ORDERED that one bill of costs is awarded to the defendant Michael Safdie, payable by the plaintiffs.

The plaintiffs own real property adjoining realty allegedly owned by the defendant Kemmy Safdie and occupied by the defendants Morris Chera and Sari Chera.   This dispute arose when those defendants allegedly performed illegal construction on their property, which caused damage to the plaintiffs' property.   In an effort to settle that dispute, the plaintiff Naftali Dembitzer and the defendant Morris Chera agreed to submit to arbitration before a Beth Din. No other party signed the arbitration agreement.   The Beth Din held hearings in 1998, and rendered a final award on March 4, 1999, which, inter alia, determined several of Dembitzer's property damage claims.   The award further stated that “in the future any claim must be brought before a Jewish Court.”
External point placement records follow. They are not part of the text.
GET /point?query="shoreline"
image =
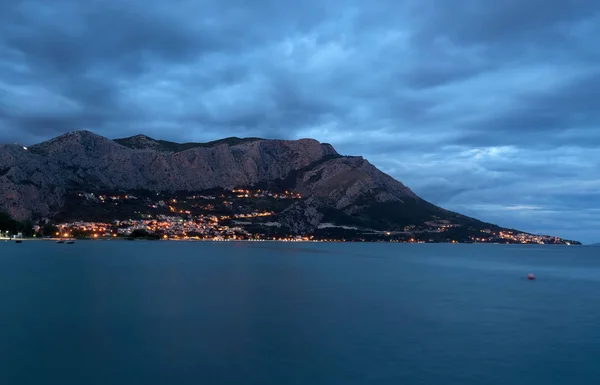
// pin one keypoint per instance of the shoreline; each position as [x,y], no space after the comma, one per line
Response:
[264,240]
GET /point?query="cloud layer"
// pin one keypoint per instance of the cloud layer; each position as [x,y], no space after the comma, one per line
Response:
[488,108]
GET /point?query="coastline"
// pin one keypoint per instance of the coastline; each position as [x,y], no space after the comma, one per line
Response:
[120,239]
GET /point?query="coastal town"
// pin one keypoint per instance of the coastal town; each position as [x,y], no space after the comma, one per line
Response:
[238,214]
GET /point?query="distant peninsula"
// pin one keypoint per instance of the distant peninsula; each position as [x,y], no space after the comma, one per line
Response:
[85,185]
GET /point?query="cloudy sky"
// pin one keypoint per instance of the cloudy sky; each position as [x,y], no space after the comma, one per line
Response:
[487,107]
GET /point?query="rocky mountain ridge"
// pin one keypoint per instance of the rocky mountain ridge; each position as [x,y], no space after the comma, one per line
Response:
[342,190]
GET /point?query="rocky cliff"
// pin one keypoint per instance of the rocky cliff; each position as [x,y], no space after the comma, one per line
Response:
[33,180]
[336,189]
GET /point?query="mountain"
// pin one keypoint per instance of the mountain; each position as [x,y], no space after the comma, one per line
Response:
[338,192]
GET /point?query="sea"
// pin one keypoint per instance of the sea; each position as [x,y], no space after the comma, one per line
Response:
[144,312]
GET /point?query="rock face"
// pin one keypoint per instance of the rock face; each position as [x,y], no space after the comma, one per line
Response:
[33,181]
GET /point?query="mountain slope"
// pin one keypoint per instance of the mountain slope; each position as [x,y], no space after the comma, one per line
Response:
[338,190]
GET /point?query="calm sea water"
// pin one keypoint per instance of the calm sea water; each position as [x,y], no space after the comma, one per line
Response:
[272,313]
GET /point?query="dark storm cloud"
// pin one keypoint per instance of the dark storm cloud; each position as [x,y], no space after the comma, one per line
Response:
[488,107]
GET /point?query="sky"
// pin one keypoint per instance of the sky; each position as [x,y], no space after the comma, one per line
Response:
[489,108]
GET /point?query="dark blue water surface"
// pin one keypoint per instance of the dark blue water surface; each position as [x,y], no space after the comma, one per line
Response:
[274,313]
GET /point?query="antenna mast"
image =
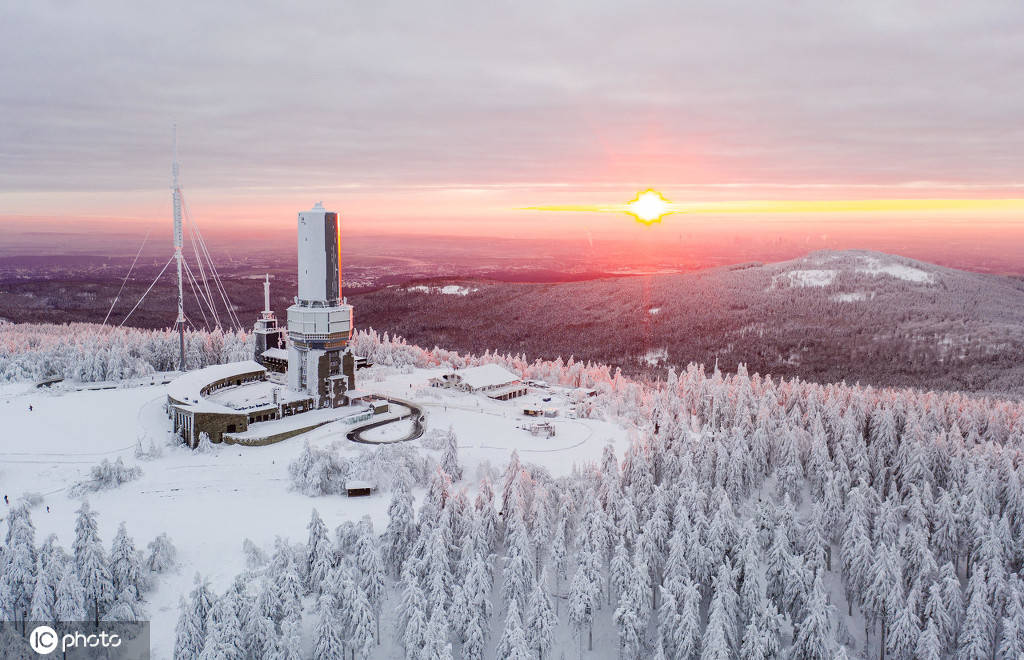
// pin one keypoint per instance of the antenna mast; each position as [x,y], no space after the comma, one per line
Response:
[176,195]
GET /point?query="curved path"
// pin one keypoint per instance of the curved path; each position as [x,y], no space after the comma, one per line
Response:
[415,413]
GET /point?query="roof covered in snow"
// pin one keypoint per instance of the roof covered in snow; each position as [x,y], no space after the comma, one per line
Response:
[275,353]
[486,376]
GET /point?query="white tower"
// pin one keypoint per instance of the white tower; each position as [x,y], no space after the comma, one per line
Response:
[320,323]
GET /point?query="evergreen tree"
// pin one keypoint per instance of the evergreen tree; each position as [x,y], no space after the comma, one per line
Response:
[814,638]
[513,642]
[541,620]
[929,646]
[450,459]
[976,634]
[223,632]
[91,564]
[126,565]
[584,595]
[400,531]
[329,639]
[162,555]
[360,623]
[43,597]
[372,575]
[320,554]
[70,604]
[290,645]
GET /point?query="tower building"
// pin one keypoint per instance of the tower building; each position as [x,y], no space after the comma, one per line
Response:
[320,323]
[269,340]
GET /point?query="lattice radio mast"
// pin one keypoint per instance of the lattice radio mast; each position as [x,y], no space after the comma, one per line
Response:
[176,194]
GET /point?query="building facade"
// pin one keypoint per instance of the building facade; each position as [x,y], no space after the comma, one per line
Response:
[320,321]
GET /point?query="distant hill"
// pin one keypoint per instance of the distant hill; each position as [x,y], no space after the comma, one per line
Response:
[852,315]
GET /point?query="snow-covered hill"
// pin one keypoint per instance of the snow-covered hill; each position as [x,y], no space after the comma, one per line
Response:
[854,315]
[711,517]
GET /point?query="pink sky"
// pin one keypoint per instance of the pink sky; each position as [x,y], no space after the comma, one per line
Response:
[448,120]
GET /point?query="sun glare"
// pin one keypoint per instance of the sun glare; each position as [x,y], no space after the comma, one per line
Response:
[648,207]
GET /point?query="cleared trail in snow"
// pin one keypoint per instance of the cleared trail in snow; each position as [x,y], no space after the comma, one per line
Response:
[415,413]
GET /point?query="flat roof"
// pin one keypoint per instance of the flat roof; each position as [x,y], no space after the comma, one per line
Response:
[275,353]
[485,376]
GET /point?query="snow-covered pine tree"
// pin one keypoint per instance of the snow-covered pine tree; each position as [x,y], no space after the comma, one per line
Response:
[814,639]
[260,638]
[43,597]
[290,644]
[976,635]
[360,623]
[372,575]
[192,630]
[584,595]
[541,619]
[17,565]
[513,641]
[320,555]
[70,604]
[126,564]
[223,632]
[400,530]
[162,555]
[929,647]
[328,636]
[91,564]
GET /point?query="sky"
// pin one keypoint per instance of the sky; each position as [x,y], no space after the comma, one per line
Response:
[451,118]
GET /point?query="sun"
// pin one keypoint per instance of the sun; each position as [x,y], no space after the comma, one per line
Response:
[649,207]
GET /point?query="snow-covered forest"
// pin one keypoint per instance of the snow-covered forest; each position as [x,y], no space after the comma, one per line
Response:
[45,583]
[751,518]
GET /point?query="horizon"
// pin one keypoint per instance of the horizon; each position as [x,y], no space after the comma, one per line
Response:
[513,115]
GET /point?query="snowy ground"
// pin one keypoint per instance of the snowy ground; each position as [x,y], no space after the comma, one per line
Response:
[209,503]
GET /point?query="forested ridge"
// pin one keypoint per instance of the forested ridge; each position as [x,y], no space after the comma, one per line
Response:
[752,518]
[865,321]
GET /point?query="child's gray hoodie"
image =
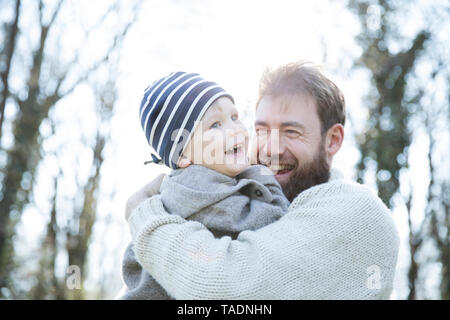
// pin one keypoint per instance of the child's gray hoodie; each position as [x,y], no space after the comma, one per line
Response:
[225,205]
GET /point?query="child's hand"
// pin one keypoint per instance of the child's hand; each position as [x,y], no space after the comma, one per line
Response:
[144,193]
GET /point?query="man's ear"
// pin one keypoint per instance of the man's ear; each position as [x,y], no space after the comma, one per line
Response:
[334,139]
[184,162]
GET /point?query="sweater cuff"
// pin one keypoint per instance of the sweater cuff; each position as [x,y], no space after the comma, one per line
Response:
[149,215]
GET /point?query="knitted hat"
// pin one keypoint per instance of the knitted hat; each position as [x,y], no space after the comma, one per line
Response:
[170,109]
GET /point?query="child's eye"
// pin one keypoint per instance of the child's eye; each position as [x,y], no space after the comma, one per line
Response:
[292,132]
[215,125]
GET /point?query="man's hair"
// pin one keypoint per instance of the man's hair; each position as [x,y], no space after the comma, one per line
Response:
[305,78]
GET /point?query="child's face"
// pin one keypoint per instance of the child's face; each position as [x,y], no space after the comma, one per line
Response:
[220,140]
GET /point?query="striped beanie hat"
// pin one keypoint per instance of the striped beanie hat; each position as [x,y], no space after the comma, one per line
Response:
[170,109]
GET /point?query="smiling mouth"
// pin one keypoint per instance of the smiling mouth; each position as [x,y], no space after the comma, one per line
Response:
[238,148]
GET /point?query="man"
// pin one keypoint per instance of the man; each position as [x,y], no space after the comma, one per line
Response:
[337,241]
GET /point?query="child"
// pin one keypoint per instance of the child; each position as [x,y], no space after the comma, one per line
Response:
[212,181]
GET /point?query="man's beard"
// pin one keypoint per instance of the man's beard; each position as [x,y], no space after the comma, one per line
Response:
[307,175]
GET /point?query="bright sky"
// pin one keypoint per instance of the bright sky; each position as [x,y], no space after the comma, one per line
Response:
[229,42]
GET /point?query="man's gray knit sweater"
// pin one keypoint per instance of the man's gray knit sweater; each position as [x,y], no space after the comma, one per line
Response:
[225,205]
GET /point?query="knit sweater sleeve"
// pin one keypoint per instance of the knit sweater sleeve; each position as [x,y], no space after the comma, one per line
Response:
[324,248]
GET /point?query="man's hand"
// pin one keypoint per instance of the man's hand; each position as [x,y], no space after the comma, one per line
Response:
[145,192]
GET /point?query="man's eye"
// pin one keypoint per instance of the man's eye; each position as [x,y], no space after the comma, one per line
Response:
[215,125]
[260,132]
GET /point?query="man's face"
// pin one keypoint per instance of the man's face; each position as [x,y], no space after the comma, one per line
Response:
[290,143]
[220,141]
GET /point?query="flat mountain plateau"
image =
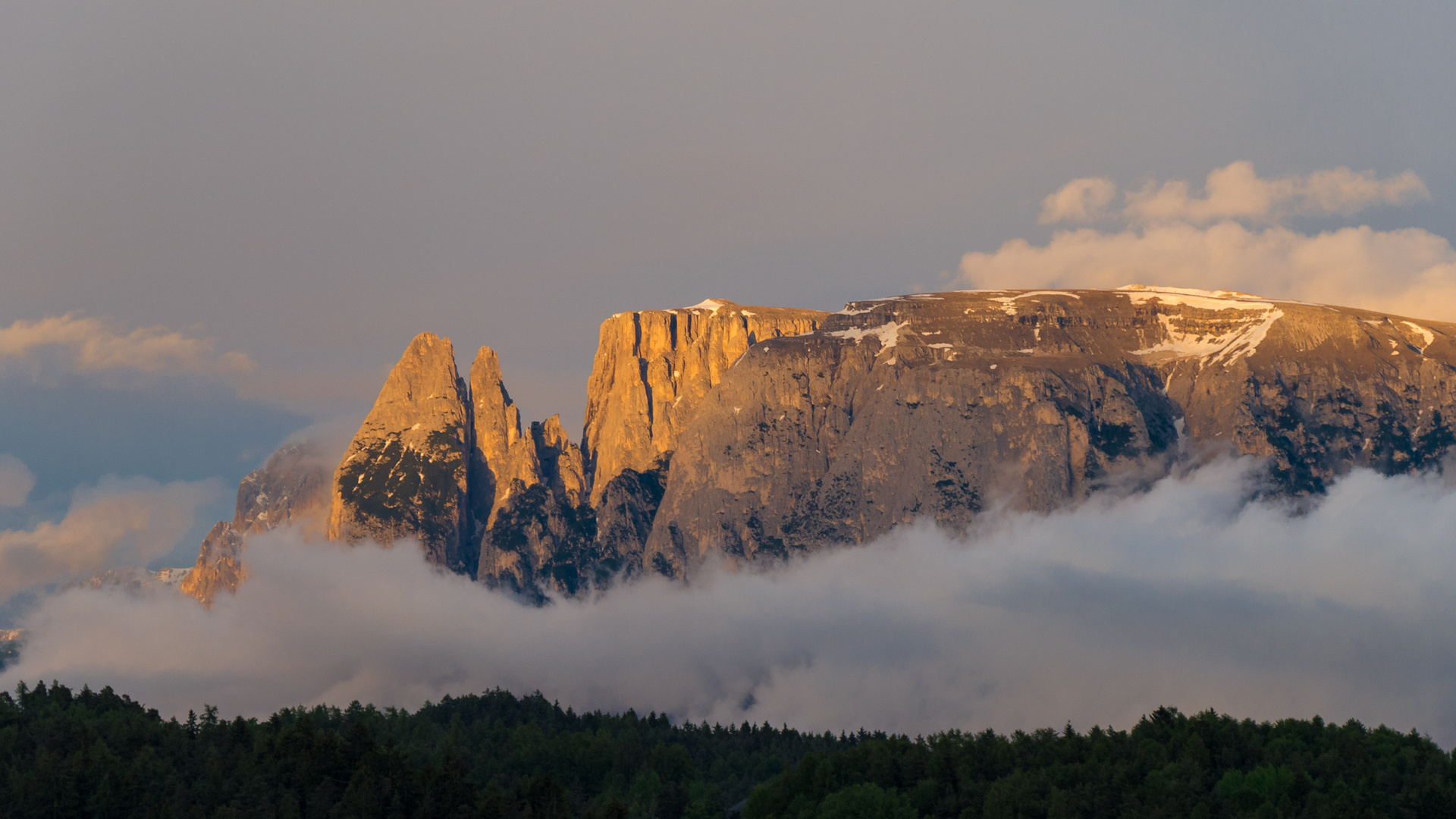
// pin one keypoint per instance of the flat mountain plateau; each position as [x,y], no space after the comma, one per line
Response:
[756,433]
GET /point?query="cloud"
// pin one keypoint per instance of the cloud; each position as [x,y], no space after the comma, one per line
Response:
[1407,271]
[115,522]
[1178,241]
[17,482]
[1235,193]
[1185,595]
[95,344]
[1079,200]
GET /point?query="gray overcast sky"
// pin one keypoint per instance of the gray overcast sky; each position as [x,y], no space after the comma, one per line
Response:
[312,184]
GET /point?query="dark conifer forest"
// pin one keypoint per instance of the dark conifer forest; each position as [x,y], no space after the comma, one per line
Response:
[498,757]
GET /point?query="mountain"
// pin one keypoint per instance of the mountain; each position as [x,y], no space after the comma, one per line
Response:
[756,433]
[290,488]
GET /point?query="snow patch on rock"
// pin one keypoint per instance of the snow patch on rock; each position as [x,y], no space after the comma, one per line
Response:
[889,334]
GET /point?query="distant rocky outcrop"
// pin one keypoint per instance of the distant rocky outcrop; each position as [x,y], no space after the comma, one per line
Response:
[405,474]
[932,404]
[653,369]
[133,579]
[755,433]
[290,488]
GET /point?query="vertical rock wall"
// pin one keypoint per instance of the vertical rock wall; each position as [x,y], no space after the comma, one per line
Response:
[653,371]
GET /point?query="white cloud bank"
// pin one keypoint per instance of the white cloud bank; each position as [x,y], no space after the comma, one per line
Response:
[118,522]
[96,344]
[1187,595]
[1231,240]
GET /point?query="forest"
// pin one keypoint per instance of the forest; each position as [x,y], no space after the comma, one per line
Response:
[494,755]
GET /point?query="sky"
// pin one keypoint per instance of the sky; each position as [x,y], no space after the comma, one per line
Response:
[220,224]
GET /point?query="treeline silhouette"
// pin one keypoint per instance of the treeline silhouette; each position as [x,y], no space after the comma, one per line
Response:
[498,757]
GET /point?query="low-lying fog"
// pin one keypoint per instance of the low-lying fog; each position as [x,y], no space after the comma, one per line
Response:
[1188,595]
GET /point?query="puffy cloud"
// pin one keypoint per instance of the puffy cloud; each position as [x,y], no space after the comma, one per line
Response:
[1079,200]
[17,482]
[1185,241]
[1407,271]
[118,521]
[95,344]
[1187,595]
[1235,193]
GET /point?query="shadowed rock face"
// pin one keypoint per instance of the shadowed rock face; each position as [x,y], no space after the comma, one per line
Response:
[405,474]
[290,488]
[218,566]
[654,368]
[758,433]
[929,406]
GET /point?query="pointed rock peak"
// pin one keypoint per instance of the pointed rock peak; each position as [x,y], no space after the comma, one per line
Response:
[487,365]
[487,384]
[552,433]
[405,469]
[430,346]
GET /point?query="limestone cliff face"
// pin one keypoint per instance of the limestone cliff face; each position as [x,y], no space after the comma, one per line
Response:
[758,431]
[935,404]
[503,457]
[290,488]
[218,566]
[406,471]
[654,368]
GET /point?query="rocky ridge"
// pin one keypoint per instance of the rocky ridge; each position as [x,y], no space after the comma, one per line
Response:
[759,433]
[290,488]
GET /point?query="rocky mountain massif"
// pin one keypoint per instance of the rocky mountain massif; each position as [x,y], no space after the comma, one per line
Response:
[759,431]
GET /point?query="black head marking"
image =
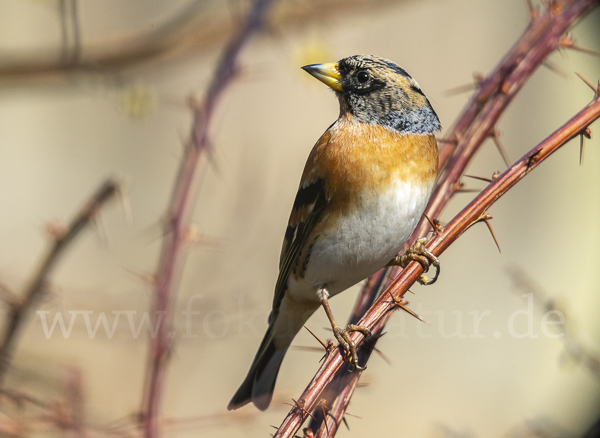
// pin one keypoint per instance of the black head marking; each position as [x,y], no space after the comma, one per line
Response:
[378,91]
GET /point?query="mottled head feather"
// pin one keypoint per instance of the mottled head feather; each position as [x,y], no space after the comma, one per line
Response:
[378,91]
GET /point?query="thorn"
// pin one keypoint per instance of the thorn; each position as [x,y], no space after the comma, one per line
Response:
[401,303]
[383,356]
[345,421]
[307,433]
[555,69]
[322,405]
[306,348]
[435,224]
[587,133]
[486,218]
[532,10]
[300,406]
[317,338]
[495,134]
[480,178]
[589,84]
[447,140]
[568,42]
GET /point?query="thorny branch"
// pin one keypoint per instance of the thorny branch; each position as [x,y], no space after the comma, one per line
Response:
[439,242]
[18,311]
[179,214]
[475,124]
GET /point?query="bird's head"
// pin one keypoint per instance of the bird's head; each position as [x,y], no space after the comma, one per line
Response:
[377,91]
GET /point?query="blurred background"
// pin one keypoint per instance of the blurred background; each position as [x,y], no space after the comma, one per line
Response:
[490,363]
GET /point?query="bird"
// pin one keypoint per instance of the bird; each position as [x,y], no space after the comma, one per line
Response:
[364,188]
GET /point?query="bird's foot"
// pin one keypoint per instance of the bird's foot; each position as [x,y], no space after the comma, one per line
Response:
[343,337]
[418,253]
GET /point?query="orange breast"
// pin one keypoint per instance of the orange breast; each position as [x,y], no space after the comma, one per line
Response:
[356,157]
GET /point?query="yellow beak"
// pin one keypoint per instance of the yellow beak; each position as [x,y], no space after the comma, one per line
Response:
[327,73]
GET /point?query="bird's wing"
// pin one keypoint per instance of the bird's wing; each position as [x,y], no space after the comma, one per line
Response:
[307,211]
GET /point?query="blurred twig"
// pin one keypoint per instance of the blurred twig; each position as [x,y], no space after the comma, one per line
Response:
[440,241]
[475,124]
[18,311]
[180,210]
[574,347]
[193,28]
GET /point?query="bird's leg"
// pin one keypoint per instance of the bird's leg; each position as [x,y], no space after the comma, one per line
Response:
[343,335]
[420,254]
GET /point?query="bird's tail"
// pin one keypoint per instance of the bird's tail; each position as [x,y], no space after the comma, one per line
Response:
[259,384]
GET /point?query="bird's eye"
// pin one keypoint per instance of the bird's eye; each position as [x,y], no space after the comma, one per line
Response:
[362,77]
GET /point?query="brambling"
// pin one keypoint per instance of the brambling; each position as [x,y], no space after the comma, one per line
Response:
[364,188]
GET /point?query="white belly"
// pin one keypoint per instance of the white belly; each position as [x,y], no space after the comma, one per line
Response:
[364,241]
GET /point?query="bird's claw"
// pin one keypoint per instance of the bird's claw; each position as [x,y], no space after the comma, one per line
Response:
[343,338]
[418,253]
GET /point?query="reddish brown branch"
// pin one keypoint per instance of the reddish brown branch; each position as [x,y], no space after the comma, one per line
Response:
[470,215]
[179,215]
[474,125]
[19,311]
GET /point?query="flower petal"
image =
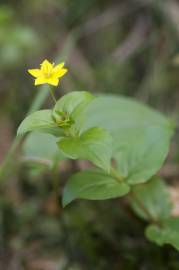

The plaintiffs then commenced this action, alleging, inter alia, that the use and occupancy of the Chera/Safdie property is illegal under applicable law, and that Morris and Sari Chera, and Kemmy and Michael Safdie engaged in a course of conduct that continued after the final award of the Beth Din issued, designed to intimidate and harass the plaintiffs and their children.   Among other things, the plaintiffs seek declaratory and injunctive relief, as well as damages against those defendants for their alleged intentional infliction of emotional distress.

 The Supreme Court properly denied that branch of the motion of Morris Chera, Sari Chera, and Kemmy Safdie, made, inter alia, pursuant to the final award of the Beth Din, which was to compel arbitration of the parties' disputes.   Morris Chera waived any alleged right he may have had to insist upon an arbitral forum by affirmatively participating in the disclosure process in this litigation (see De Sapio v. Kohlmeyer, 35 N.Y.2d 402, 362 N.Y.S.2d 843, 321 N.E.2d 770).   Further, Sari Chera and Kemmy Safdie did not expressly agree to arbitrate (see Matter of Waldron, 61 N.Y.2d 181, 183, 473 N.Y.S.2d 136, 461 N.E.2d 273).

 However, the Supreme Court erred in denying Michael Safdie's motion for summary judgment dismissing the complaint insofar as asserted against him.   Michael Safdie established his prima facie entitlement to summary judgment by submitting an affidavit in which he averred that he had no interest in the subject premises, no involvement in the construction on the premises, and no involvement in the financing of its purchase.   Thereafter, it was incumbent upon the plaintiffs to lay bare their proof in opposition to the motion, and to submit evidentiary facts sufficient to raise a triable issue of fact (see Haider v. Rahim, 273 A.D.2d 442, 711 N.Y.S.2d 751).   Conclusory and unsubstantiated assertions were insufficient to defeat summary judgment dismissing the plaintiffs' first through sixth and ninth through twelfth causes of action against Michael Safdie.

 Michael Safdie's conduct, of which the plaintiffs complain, even if true, was not sufficiently outrageous to state a cause of action alleging intentional infliction of emotional distress (see Howell v. New York Post Co., 81 N.Y.2d 115, 126, 596 N.Y.S.2d 350, 612 N.E.2d 699;  Sokol v. Marchesano, 291 A.D.2d 394, 395, 736 N.Y.S.2d 909).   In addition, their claim against him sounding in prima facie tort must fail because they failed to allege special damages with sufficient particularity (see Freihofer v. Hearst Corp., 65 N.Y.2d 135, 143, 490 N.Y.S.2d 735, 480 N.E.2d 349;  Pappas v. Passias, 271 A.D.2d 420, 421, 707 N.Y.S.2d 178). Accordingly, the plaintiffs' seventh and eighth causes of action against Michael Safdie should also have been dismissed.

The portion of the appeal by Morris Chera, Sari Chera, and Kemmy Safdie which is from so much of the order as purportedly denied that branch of their motion which was to confirm the March 4, 1999, final award of the Beth Din must be dismissed, as the Supreme Court failed to determine that branch of the motion, and it remains pending and undecided (see Matter of Valley Forge Ins. Co. v. Schofield, 283 A.D.2d 507, 724 N.Y.S.2d 870;  Katz v. Katz, 68 A.D.2d 536, 418 N.Y.S.2d 99).

The remaining contentions of Morris Chera, Sari Chera, and Kemmy Safdie are without merit.